Dean, a physician, was lieutenant governor in 1991 when Gov. Richard Snelling, a Republican, died in office. Dean was elected governor in his own right in 1992 and easily won reelection in 1994, 1996 and 1998.
Last year, though, his popularity plummeted when the state Legislature, prompted by a state Supreme Court ruling, passed a first-in-the-nation law granting gay couples most of the rights and benefits of marriage. Dean defended the civil union law, which divided Vermonters, as the right thing to do.
In a three-way race, he barely won the required 50% of the vote.
He said Wednesday he believes he could win reelection next year but decided he had served long enough.
All of the potential candidates for governor in 2002 have said they support the civil union law, a sign that the firestorm has eased.
Two Republicans, state Treasurer Jim Douglas and former state Human Services Secretary Cornelius Hogan, are already campaigning for the governor’s office.

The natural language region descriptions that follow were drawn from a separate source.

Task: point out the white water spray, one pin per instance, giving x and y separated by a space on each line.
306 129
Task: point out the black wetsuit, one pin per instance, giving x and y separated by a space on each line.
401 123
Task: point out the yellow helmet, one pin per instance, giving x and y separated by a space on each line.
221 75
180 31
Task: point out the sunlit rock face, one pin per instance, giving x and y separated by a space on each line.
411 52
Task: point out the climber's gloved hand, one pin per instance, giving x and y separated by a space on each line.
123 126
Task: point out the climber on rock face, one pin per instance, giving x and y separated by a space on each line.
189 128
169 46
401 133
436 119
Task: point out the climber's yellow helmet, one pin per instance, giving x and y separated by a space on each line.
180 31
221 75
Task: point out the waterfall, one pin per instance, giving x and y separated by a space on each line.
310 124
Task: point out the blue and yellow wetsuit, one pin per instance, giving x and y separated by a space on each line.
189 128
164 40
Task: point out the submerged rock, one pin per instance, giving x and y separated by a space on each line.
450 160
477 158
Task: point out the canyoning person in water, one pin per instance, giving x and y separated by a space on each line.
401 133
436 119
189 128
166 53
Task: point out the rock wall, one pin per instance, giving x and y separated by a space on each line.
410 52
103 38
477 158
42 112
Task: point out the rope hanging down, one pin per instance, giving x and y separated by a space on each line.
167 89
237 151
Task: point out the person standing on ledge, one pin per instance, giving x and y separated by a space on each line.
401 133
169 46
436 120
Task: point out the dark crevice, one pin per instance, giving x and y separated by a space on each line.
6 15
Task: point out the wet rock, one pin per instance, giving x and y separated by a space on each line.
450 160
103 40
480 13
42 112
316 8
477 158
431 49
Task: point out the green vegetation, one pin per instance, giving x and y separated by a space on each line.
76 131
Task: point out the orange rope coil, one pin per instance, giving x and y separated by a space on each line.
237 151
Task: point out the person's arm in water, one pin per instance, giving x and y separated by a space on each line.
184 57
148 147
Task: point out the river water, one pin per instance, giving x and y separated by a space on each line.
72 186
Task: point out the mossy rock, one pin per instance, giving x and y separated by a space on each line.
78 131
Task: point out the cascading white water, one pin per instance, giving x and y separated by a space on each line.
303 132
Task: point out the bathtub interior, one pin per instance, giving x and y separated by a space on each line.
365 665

Democrats Lt. Gov. Douglas Racine and state Sen. Peter Shumlin indicated they would run if Dean did not. A Progressive, Anthony Pollina, who ran last year, is also expected to seek the office again.
Rep. Bernard Sanders, an independent who has held Vermont’s lone seat in Congress for a decade, said he too will consider a run for governor.
Dean became governor during one of the worst recessions in the state. He was forced to cut spending but later presided over the state’s longest economic expansion. He also championed child health care.
Dean said he believes his greatest accomplishments have been in helping children. “Virtually every child in Vermont has health insurance. The real message about children is that children have become a priority.”